June 24, 2026 · In the research

A research paper just cited AIScrapeSafe as a source. Not a screenshot pasted into a footnote, but a live verdict, referenced by the public License ID you can open and re-run for yourself.

The paper is Governed Autonomy: Human Accountability Above the Loop in Agentic AI, a 36-page whitepaper with 91 cited sources (Cougias, 2026; DOI 10.13140/RG.2.2.33030.74565). One of those 91 sources is us:

> AIScrapeSafe. (2026). Usage license report for linkedin.com (License ID 01KVVFCTFGKYDQRF954BJV23YH; verdict: restricted). Open Controls / MoxyWolf.

The record, not the screenshot

Click that License ID and you don't get our word for it. You get the record itself: linkedin.com, verdict restricted at 95% confidence, with the evidence still attached. The robots.txt the check read, the Disallow: / it matched, and the twenty AI agents the file blocks by name (GPTBot, ClaudeBot, CCBot, Google-Extended, and the rest).

That's the whole point of the thing. A citation usually freezes a claim at the moment it was made and starts going stale immediately. A Registered License Record doesn't. The paper cited an ID, the ID still resolves, and the evidence is still there to argue with. Anyone (a reviewer, a co-author, a regulator) can re-open the lookup a year from now and check whether the verdict still holds.
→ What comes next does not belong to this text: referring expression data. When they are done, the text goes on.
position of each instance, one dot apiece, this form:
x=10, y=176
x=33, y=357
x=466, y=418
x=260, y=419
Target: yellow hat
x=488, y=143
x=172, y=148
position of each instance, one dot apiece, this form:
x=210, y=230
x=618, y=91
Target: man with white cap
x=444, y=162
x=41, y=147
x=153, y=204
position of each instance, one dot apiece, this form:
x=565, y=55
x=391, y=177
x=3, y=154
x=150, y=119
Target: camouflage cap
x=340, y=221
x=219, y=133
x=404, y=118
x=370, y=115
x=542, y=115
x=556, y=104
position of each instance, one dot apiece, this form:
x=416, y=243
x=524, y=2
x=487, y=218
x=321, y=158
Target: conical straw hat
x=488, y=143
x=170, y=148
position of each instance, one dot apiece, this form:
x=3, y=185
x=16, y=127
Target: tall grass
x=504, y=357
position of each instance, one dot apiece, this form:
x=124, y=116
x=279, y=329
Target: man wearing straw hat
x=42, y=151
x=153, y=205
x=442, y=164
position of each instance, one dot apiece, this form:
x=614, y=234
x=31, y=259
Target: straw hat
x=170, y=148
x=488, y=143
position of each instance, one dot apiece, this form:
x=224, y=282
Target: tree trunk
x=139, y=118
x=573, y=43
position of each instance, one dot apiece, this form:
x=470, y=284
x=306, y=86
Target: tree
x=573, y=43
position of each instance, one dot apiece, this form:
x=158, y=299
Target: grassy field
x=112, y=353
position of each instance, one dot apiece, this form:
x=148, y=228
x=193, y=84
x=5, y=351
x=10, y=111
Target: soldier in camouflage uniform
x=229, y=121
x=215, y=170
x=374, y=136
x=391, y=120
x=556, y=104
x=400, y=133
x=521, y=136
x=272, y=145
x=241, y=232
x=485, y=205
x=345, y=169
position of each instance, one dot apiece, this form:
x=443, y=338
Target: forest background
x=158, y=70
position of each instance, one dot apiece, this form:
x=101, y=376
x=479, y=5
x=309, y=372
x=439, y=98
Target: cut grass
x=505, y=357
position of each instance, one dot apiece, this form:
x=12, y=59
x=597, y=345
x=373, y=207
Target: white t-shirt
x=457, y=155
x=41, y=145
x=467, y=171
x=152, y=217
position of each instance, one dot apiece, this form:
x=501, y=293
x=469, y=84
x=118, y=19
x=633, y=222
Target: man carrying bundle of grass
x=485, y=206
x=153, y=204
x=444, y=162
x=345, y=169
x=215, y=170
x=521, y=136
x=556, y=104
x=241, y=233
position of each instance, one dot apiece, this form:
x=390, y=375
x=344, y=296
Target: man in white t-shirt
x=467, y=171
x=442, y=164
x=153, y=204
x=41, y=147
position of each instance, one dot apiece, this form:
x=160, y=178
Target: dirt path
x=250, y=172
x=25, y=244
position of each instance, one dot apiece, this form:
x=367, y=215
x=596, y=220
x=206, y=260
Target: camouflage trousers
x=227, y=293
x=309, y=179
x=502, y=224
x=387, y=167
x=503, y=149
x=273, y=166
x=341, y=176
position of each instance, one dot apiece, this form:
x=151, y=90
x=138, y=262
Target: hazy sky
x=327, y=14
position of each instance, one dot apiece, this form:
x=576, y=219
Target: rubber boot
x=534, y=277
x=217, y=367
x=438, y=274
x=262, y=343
Why a governance paper reaches for a usage verdict

Governed Autonomy is about keeping a named human accountable for what an AI system does, and one of its two axes is the data. An ingress gate asks whether you had the right to feed the machine the input in the first place. That question is exactly what an AIScrapeSafe verdict answers. The linkedin.com record is the worked example, a real "are we allowed to use this?" resolved to a restricted, evidenced, re-checkable answer instead of a guess.
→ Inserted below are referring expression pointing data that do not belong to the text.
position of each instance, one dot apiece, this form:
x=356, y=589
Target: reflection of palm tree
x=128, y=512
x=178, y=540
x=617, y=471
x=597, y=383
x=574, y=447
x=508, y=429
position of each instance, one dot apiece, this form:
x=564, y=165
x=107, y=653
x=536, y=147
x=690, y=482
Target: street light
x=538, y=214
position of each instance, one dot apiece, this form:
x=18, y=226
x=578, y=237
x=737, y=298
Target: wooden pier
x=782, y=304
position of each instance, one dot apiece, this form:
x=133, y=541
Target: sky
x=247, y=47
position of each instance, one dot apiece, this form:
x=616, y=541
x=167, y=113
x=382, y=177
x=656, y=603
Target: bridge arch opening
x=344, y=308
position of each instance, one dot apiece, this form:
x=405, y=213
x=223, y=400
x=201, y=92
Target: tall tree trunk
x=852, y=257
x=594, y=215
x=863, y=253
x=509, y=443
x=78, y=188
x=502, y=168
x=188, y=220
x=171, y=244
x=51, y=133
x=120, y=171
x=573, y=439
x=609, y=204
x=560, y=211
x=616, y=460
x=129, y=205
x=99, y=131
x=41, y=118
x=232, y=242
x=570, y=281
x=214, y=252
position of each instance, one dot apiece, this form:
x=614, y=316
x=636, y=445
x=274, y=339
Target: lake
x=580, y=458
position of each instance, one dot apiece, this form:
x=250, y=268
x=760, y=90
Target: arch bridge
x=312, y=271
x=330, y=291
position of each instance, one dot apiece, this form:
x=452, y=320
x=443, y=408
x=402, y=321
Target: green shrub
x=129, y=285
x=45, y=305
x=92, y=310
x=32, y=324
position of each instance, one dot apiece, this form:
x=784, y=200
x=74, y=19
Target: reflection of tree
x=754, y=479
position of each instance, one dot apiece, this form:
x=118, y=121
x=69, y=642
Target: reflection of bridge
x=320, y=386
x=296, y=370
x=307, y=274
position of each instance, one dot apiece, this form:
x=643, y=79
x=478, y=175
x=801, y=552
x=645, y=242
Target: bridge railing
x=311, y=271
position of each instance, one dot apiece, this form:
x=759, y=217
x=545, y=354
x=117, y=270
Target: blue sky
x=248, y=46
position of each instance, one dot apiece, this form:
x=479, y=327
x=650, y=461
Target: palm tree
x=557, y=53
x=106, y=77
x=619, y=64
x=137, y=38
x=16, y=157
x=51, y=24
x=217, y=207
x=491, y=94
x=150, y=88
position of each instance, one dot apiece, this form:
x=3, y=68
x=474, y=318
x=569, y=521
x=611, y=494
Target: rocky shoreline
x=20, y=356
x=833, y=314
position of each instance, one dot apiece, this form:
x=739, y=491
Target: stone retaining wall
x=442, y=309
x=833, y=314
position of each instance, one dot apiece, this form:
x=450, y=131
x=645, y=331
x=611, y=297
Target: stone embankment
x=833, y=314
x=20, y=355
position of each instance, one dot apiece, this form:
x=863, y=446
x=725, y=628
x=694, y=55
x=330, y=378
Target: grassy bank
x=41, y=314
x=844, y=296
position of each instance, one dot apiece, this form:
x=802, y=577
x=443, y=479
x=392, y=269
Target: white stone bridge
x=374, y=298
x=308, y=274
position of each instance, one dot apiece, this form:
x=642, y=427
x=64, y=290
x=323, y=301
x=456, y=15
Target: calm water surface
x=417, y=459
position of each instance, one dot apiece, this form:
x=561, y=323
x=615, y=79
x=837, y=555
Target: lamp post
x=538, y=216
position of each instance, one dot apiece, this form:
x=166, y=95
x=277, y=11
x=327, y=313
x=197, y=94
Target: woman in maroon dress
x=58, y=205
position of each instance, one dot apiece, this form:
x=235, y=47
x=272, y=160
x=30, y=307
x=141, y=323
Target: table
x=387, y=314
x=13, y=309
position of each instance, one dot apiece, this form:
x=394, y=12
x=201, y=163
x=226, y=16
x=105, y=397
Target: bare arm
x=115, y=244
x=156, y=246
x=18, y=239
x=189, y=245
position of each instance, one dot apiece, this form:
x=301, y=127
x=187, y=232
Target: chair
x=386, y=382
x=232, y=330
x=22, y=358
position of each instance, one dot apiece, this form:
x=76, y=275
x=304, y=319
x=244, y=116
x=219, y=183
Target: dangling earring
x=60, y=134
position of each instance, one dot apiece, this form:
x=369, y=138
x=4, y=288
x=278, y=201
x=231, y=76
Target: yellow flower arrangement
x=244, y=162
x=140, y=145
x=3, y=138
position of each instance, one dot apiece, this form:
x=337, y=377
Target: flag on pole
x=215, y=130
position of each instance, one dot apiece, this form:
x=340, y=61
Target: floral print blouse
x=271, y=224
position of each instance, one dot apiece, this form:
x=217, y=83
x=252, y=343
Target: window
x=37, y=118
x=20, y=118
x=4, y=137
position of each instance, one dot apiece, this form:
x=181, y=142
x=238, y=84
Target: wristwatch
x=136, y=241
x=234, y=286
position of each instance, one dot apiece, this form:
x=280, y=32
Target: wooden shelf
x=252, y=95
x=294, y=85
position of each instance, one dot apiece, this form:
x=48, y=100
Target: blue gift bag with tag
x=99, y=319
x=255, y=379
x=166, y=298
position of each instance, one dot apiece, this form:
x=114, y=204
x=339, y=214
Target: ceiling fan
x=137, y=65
We'll be straight about it: this whitepaper comes from the same house as AIScrapeSafe, so we're not claiming an outside lab blessed us. What we are claiming is the mechanism, that a usage-rights call can be written into the literature as a stable, public, re-verifiable record instead of a stale screenshot. We'd like to see records cited that way everywhere, including the ones that turn out to disagree with us.

The one-time answer was never the product. This is the record doing the job we built it for.